On the other hand, I’ve had plenty of C students I loved, as well as students who rarely turned an assignment in on time. What about the kids I always had to write up? Again, some of my favorites. Sometimes they shared my sense of humor, or maybe we shared a similar life experience. What about that kid who tended to interrupt a lecture to insert his own commentary? Some of them were my absolute favorites! I was able to feed off and harness their enthusiasm to make the excitement for our class topic spread like wildfire.
It goes both ways. I’d be a fool to think I was every student’s favorite teacher. The kids I didn’t click with usually meshed well with one of their other six teachers.
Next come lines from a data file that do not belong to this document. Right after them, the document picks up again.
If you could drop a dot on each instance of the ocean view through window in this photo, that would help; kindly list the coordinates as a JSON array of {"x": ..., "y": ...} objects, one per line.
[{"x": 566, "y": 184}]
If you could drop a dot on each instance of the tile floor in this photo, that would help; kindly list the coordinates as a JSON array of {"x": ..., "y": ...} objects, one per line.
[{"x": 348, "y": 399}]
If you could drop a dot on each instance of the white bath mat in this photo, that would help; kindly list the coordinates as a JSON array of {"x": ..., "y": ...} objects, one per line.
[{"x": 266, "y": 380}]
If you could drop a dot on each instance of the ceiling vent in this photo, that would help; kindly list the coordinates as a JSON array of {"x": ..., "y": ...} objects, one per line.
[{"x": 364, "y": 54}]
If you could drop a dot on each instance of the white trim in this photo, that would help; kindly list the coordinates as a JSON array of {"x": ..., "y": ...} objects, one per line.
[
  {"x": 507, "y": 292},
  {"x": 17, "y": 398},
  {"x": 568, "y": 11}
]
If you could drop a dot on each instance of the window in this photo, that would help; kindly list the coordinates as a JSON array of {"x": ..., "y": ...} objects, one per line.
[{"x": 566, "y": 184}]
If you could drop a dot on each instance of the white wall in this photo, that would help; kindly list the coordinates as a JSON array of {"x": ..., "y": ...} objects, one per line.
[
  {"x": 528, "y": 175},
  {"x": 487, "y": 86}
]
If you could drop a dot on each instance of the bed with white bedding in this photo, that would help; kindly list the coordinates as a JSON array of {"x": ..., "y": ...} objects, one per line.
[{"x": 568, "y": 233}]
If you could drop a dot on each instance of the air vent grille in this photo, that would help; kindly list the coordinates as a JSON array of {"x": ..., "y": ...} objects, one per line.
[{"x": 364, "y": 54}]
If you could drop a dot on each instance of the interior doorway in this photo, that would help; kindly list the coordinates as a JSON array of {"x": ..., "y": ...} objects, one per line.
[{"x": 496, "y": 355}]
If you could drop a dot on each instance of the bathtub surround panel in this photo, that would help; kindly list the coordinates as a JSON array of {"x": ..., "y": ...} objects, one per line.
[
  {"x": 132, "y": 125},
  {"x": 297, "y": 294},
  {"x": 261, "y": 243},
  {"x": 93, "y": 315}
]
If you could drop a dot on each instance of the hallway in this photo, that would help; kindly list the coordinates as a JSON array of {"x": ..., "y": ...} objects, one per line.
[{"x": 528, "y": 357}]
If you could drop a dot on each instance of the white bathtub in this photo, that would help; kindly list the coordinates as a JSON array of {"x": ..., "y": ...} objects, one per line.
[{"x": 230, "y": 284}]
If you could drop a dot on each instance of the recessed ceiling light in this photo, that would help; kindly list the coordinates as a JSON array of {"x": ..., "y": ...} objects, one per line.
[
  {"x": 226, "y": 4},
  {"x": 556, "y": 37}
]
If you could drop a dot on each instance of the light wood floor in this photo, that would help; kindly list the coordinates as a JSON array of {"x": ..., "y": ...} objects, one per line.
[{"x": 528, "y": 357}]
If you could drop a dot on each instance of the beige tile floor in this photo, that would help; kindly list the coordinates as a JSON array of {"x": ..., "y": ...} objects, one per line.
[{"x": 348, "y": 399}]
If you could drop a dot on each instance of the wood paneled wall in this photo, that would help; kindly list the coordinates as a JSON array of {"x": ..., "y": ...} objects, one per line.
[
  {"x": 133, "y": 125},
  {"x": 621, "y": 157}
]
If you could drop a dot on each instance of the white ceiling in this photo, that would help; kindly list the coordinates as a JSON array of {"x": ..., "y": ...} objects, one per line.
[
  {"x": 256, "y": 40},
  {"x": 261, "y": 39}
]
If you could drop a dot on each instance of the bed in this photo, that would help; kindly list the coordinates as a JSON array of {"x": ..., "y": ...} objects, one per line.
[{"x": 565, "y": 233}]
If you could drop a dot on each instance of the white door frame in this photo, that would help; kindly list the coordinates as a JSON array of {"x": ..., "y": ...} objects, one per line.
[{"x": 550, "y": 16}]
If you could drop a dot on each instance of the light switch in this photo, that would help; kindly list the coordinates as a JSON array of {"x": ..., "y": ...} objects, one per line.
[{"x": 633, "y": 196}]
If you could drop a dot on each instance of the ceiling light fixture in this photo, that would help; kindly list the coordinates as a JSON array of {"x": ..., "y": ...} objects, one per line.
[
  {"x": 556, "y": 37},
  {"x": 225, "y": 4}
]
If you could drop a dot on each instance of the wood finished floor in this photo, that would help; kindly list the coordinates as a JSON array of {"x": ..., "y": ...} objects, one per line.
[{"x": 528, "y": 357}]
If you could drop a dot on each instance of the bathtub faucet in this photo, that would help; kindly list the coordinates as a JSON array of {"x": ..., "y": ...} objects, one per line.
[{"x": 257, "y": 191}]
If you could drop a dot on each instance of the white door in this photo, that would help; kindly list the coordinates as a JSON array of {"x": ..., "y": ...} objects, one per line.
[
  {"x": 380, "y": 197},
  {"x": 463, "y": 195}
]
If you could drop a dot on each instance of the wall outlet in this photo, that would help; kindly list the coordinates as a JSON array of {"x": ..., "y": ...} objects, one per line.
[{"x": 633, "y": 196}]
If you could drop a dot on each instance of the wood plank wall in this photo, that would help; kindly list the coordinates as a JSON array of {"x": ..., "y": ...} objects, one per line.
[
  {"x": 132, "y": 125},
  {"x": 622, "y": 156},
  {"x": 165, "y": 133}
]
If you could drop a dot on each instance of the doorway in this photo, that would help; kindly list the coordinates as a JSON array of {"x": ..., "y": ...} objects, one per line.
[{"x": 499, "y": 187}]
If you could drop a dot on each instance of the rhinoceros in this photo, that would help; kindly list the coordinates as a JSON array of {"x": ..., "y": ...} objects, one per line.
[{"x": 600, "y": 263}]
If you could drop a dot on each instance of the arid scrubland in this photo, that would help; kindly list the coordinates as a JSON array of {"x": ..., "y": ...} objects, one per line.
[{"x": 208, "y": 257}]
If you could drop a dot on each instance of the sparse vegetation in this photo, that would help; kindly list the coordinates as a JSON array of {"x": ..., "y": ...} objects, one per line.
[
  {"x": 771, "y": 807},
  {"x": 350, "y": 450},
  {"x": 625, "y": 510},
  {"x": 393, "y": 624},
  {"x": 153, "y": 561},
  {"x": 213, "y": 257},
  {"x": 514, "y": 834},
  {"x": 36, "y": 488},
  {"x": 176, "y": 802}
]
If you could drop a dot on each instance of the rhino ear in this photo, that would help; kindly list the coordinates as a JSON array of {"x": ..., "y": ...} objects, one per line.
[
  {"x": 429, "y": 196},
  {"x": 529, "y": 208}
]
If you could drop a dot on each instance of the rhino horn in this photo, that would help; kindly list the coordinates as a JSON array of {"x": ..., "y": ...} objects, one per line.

Teachers thrive on the different personalities that flood into their classrooms. It’s what makes for awesome class discussions and incredible group presentations. It’s what makes the classroom a living, thriving organism conducive for learning.
Here’s the bottom line:
Are teachers wrong for having favorites? Nope.
When does it cross the line? When they play favorites.
Teachers should ALWAYS treat students equally. Believe me, my infraction pad was blind. The truth is, I rarely had to write many kids up because most of them were awesome sauce. I really do hope that each of my students at least felt like they were my favorite, even if they weren’t. I certainly loved them all and wanted the very best for them.
I had favorites, but I hope I never played favorites. Those are two very different things.
And by the way, if your kid ever comes home and says they feel like their teacher doesn’t like them, instead of preparing for a round of Kung Fu on the teacher’s face, start by asking a line of questions to your kid. I’d venture to say that half of the time, the problem is with the student’s behavior, lack of respect, or passivity.
But then again, some teachers do need that round of Kung Fu.
Blessings to the start of a new year!